Friday, March 25, 2011

"Facts" Are Not Always Facts


The Desk Column of the Catholic Times had an interesting understanding of Napoleon Bonaparte's stature, which is understood by most to have been short. Students who are short have looked to Napoleon to give them hope and confidence when competing with their taller peers. When hearing this was not the case, they tend to have doubts about other long-held beliefs.

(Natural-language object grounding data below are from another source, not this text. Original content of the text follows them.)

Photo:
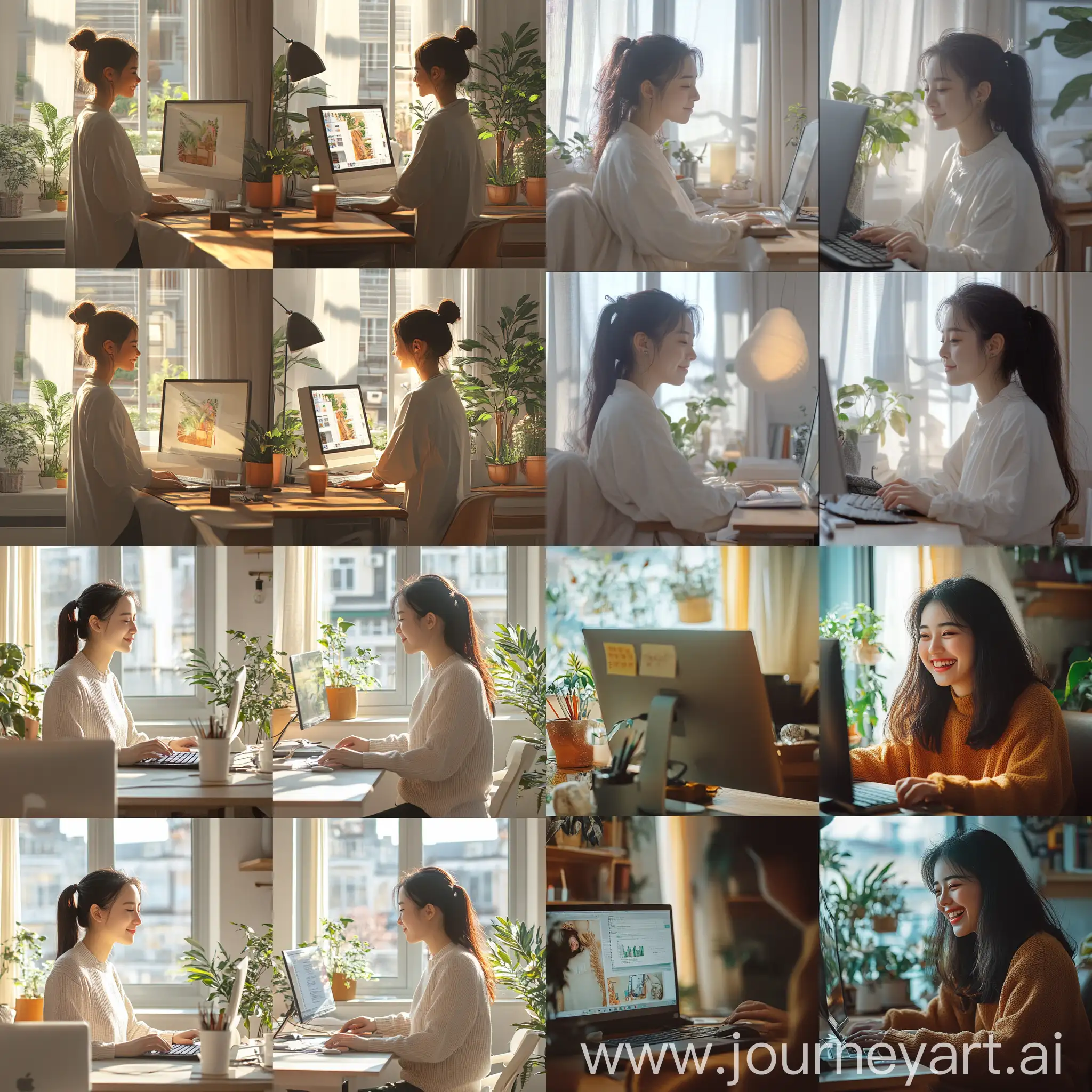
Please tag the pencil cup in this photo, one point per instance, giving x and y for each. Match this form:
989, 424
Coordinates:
215, 1051
214, 758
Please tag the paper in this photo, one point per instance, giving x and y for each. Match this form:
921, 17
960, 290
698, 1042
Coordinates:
622, 659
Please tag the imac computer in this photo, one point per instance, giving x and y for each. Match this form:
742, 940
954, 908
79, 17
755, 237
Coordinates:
203, 141
203, 425
335, 427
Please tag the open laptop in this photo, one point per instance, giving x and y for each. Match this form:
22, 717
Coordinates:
623, 983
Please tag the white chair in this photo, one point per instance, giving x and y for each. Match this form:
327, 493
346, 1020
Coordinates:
521, 755
520, 1050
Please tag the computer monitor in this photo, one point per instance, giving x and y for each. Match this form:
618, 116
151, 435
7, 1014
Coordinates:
309, 983
335, 428
352, 148
203, 423
722, 727
308, 680
633, 946
203, 142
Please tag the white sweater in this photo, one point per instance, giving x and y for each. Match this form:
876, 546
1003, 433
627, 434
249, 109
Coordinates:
444, 1043
80, 987
446, 759
1000, 481
106, 191
982, 212
82, 702
105, 465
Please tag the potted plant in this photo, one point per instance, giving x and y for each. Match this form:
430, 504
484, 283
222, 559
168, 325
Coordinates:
344, 675
347, 958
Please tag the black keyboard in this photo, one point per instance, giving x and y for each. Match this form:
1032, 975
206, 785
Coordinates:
854, 254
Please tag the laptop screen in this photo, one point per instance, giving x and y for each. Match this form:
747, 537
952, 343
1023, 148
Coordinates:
621, 961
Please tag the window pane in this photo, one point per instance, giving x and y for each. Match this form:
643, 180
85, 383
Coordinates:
160, 853
53, 853
164, 579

The columnist gives two reasons for the misunderstanding. Those who were guarding Napoleon were the pick of the army and taller than normal. In comparison to them--and he was often in their company--he looked short. Secondly, after he was sent into exile to the island of St. Helena where he died, the report of the postmortem examination stated that he was 5.2 pied. Converted to standard English measurements, he was 167.6 cm (5' 6-1/2") which was slightly taller than the average Frenchman of that time.  When the English took pied to be their feet, they came up with 158.5 cm (slightly more than 5' 2") and the misunderstanding about Napoleon's height began.

What happened in the case of Napoleon is found in not a few cases in history. A fact of life Napoleon knew well--having manipulated facts throughout his career to further his own ambition--when he said, "History is a set of lies people have agreed upon." And these agreements about facts (when not outright lies) that are not facts often result from a trusting and unquestioning attitude about the validity of long-held beliefs.

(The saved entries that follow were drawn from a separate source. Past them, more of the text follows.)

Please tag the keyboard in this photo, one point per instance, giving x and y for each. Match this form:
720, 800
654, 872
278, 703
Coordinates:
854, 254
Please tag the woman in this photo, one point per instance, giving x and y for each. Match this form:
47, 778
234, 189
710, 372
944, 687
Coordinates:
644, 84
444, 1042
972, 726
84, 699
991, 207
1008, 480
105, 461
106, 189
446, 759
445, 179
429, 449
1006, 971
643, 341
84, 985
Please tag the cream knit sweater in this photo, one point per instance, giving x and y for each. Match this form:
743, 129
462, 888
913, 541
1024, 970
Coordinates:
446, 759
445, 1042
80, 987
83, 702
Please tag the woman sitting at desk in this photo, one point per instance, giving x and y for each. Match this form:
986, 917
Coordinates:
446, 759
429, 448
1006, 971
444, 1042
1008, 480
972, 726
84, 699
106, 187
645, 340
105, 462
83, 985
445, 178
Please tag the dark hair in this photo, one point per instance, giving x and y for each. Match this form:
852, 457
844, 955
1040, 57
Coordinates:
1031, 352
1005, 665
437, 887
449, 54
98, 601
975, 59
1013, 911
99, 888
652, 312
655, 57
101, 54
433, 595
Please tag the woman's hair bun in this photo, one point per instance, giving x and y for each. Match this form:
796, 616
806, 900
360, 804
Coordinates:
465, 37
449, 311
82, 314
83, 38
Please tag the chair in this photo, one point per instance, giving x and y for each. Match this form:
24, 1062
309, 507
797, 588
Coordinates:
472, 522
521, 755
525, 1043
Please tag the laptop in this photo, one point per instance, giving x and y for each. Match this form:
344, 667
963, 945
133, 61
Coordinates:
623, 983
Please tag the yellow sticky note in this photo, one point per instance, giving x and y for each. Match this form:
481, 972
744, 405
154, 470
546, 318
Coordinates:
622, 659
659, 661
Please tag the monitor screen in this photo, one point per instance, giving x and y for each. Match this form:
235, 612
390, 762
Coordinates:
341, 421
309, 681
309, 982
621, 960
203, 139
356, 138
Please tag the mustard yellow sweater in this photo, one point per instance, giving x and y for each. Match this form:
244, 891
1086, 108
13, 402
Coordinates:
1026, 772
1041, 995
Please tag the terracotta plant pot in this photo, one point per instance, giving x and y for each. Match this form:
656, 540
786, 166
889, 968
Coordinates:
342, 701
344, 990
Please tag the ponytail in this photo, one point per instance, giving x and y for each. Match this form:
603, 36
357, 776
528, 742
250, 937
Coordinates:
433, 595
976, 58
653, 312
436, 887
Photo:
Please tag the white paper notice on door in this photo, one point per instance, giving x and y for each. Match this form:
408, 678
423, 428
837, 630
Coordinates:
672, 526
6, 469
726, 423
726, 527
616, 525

The columnist then turns to the Four River Project and the protests of many religious groups to stop the government's plan to develop the rivers to ensure a better water supply. He sees this controversy as embodying the same kind of confusion that surrounds Napoleon's height. The  government sees the project as necessary for the economic health of the area, creating thousands of jobs and revitalizing the countryside along the four rivers.  This is illusory, says the columnist. It is not what is happening. And even members of the government, he says, are not seeing the practicality of the project, as was promised. 

Improving the quality of the water by improving the 'containers' is what is being said by the government. But they are not using, he says, our standards of water quality, which raises doubts about the other standards they are using.

The talk that the project will enhance the ecological life of the river basins and beautify the rivers is one-sided thinking and narrow-minded. Without backing their claim with proof, their talk doesn't deserve to be considered rational.

During Lent we are  trying to extend our vision, concludes the columnist.  Let us see how this lesson on the confusion and misunderstanding surrounding Napoleon's height can help us be more discerning and less gullible about the many subtle deceptions that are sometimes unwittingly passed along because they've been accepted for so long, and sometimes deliberately passed along because they serve someone's vested interests.